The following questions accompany this lesson. The answers are given below each question. To reveal an answer, place the cursor over "REVEAL THE ANSWER".

  1. What is the comparative approach and why do biologists use it?

  2. What is a combinatorial code for behavior?

  3. If individual nerve cells are not specialized for specific behaviors, then what explains behaviors, such as how a leech switches from crawling to swimming?

  4. Is there a “decision-making” center in the human brain? Explain.
Exercise Your Brain
  1. Choose one of the milestones in neuroscience research and explore it in a bit more detail on the web. What is the milestone? Why was it important, or how did it change the prevailing view at the time? Is the finding consistent with what scientists’ believe today? If not, what is the current state of understanding about the milestone?

  2. Since the first Nobel Prizes were awarded in 1901, many have gone to scientists doing research in areas related to neuroscience. For example, in 2004, Richard Axel and Linda Buck won for their research on how our sense of smell works. For one of the neuroscience-related Nobel Prizes investigate what the scientist(s) found out and how they did it.

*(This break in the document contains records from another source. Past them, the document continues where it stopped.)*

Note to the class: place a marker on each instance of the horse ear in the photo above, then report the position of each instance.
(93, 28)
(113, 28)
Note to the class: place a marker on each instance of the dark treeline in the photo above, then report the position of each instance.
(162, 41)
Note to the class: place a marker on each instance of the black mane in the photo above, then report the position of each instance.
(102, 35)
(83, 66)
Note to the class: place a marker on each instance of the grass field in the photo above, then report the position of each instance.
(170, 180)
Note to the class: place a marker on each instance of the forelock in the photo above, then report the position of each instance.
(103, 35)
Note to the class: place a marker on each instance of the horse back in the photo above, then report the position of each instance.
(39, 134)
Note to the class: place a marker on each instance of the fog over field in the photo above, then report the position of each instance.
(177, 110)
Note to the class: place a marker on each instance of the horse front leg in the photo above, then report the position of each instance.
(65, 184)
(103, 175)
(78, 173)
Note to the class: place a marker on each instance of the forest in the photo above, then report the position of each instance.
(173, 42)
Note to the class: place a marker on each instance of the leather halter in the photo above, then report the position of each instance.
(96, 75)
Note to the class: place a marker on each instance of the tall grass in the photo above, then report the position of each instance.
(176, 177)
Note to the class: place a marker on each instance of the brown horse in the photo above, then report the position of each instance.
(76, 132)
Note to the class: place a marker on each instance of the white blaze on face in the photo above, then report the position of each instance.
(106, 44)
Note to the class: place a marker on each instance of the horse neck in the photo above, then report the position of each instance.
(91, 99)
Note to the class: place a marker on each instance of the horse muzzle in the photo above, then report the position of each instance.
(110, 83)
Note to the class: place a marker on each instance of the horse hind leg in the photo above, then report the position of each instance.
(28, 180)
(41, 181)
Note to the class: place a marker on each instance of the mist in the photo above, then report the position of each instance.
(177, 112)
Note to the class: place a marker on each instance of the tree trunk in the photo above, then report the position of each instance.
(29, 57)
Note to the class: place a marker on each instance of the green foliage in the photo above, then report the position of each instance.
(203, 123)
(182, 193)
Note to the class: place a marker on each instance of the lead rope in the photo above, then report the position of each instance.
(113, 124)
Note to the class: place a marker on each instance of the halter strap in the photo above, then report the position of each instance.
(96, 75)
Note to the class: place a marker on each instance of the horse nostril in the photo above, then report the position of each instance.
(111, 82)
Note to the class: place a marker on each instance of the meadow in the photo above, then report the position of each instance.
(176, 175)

Try to find an interview with the scientist(s) to learn more about the factors that helped them make their discovery. Did they have a moment of insight where they finally made sense of the puzzle? Or was the process more gradual? Do they have any advice for young scientists hoping to make an exciting discovery?

  3. New scientific tools make it possible to address new scientific questions. Some of the tools that have revolutionized neuroscience are: electron microscopy; fluorescence; electrophysiology (the ability to record the activity of nerve cells); advanced computing; the availability of purified neurotransmitters from chemical supply companies; the ability to genetically manipulate fruit flies, mice and some other organisms; and the technology to do brain scans (MRI, PET, fMRI, CAT, EEG). Pick one of these technologies. Determine approximately when it was introduced, and how it has changed the way neuroscience research is done.